Alzheimer's disease has long been known to afflict older humans, but it appears that the age-related neurological disorder also affects animals.
Markers Of Alzheimer's Disease In Animals
In August this year, Kent State University researchers detected traces of the disease in the brain of chimps that died from natural causes at research centers and zoos. Now, researchers of a new study have reported finding signs of Alzheimer's disease in dolphins, marking the first time the condition has been detected in a wild animal.
In the new study, which was published in Alzheimer's Disease & Dementia, researchers reported finding protein plaques and tangles, which are considered key markers of Alzheimer's in dolphins.
Researchers found plagues of the beta amyloid protein and tangles of the protein tau in the brains of the marine animals. In humans, these proteins are smoking guns of Alzheimer's disease.
Beta amyloid that lingers in the brain results in the formation of plaques between neurons. The tau, on the other hand, forms tangles that destabilize the neurons. These neurological disruptions together produce dementia.
Not A Human-Specific Disease
The study offers additional evidence that Alzheimer's disease, the most prevalent form of dementia among humans, is not a human-specific disease.
"It is very rare to find signs of full-blown Alzheimer's Disease in non-human brains," said Simon Lovestone, from Oxford Health NHS Foundation Trust. "This is the first time anyone has found such clear evidence of the protein plaques and tangles associated with Alzheimer's Disease in the brain of a wild animal."

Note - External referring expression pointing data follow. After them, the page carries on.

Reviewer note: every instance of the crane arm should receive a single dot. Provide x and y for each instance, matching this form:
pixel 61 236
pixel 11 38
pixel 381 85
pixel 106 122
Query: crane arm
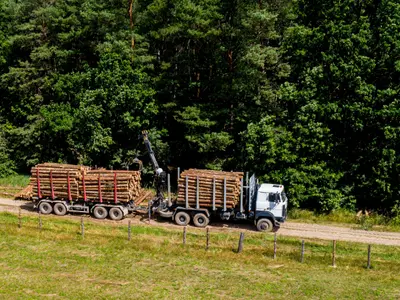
pixel 153 159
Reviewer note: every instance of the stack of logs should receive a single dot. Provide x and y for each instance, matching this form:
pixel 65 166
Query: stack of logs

The findings mean it is possible to use other animals to study the condition. Unlike most animals that die shortly after the end of their fertile years, orca whales and dolphins tend to live past their reproductive years just like humans. Researchers have long wondered if dolphins can also be susceptible to age-related diseases as a result of their long lives, so they looked at the brains of dead dolphins from the wild whose bodies were washed ashore after their death.
"We present novel evidence that Dolphin, like man, an animal with exceptional longevity, might be one of the very few natural models of Alzheimer's disease," the researchers wrote in their study.
Symptoms Of Alzheimer's Disease
Early warning signs of Alzheimer's in humans include speech problems, decline in sense of smell, hearing loss, and need for extra sleep at night. It is not clear though how dolphins are affected by their version of Alzheimer's disease, or if they suffer from any memory loss that characterizes the condition in humans.